There's one advantage to using that special rice up that came with your Instant Pot. Just fill the liner up to the water level that matches the cups of rice added.

Brian Bennett/CNET

Step 3: Fill the pot

Next fill the Instant Pot's liner with the rest of the water you need. Leave the wet rice in the pot and don't worry about straining it. Just add (or subtract) enough water to reach the correct line. Remember you're aiming for the line next to the number of rice cups you've added.

Here's a nice, fork-fluffed batch of American-style long grain white rice.

Brian Bennett/CNET

Now seal the lid by swiveling it closed to its locked position. Make sure the steam release valve is set to "sealing."

Step 4: Get things cooking

We'll use your Instant Pot's "Rice" cooking program. This function was designed specifically for white rice. It's an automatic cooking mode that runs between 10 to 12 minutes. When the program finishes, wait another 15 minutes for the appliance to cool down and release its internal pressure naturally.

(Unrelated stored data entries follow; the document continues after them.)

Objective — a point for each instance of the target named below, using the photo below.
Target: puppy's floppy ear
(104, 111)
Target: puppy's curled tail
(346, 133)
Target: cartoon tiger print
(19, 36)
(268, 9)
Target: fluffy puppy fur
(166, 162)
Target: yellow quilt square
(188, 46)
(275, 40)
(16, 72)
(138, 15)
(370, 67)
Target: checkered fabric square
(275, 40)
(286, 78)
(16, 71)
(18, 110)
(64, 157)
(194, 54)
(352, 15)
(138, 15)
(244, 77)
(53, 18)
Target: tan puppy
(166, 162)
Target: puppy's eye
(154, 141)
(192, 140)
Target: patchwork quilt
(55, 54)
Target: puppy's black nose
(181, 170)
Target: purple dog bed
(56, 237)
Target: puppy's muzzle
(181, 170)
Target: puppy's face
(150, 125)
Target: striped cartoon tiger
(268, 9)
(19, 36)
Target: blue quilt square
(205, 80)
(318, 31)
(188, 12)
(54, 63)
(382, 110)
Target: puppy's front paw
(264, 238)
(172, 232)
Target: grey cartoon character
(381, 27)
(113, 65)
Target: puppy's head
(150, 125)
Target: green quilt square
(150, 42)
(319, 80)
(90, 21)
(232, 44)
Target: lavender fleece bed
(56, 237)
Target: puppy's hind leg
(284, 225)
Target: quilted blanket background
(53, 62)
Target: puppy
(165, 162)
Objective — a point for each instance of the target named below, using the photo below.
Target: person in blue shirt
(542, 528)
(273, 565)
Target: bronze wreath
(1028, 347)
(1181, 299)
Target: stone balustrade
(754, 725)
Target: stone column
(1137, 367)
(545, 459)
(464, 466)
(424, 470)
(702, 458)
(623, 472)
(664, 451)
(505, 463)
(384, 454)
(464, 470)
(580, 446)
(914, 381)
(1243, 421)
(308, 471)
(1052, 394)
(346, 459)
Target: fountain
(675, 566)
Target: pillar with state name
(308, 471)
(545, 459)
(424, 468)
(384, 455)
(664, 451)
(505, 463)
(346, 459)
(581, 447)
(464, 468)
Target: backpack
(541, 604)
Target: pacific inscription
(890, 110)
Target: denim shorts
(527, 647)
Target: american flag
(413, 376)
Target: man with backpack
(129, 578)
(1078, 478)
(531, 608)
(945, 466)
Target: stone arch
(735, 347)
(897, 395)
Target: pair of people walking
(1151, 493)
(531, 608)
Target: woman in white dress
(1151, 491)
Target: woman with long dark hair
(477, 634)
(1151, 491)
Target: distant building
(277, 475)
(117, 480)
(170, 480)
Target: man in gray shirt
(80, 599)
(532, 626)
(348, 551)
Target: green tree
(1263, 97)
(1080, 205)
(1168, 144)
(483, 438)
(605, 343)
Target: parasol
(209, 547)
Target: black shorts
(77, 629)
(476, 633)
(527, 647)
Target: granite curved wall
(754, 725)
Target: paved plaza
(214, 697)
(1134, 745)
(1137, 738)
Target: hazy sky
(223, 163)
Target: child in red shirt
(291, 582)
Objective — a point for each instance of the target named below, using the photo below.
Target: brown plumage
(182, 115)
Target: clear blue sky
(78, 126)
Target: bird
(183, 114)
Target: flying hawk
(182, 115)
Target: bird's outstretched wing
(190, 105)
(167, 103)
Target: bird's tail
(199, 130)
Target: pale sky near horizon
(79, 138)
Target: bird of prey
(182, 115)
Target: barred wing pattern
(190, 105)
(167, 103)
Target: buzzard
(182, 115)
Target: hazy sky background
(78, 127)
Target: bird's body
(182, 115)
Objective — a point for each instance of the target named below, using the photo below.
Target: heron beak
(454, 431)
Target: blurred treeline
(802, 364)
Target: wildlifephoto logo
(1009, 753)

The Instant Pot can make quality Japanese-style short grain rice too. Just stick to that 1:1 ratio.

Brian Bennett/CNET

Step 5: Fluff and enjoy

Swivel the lid open. You should be greeted by the lovely sight and smell of freshly cooked rice. Don't forget one vital step though. Grab a fork and softly run it through the bed of rice. This fluffs the grains and mixes in any residual water at the bottom of the pot.

I successfully prepared batches of American-style long grain rice this way. The same goes for short-grain Japanese rice. These are the grain types I personally eat most often. Of course, if the texture that comes out isn't to your particular liking, tweak away. Try a little less water if your results taste too soft or sticky. Go the other way if your rice is a little too al dente.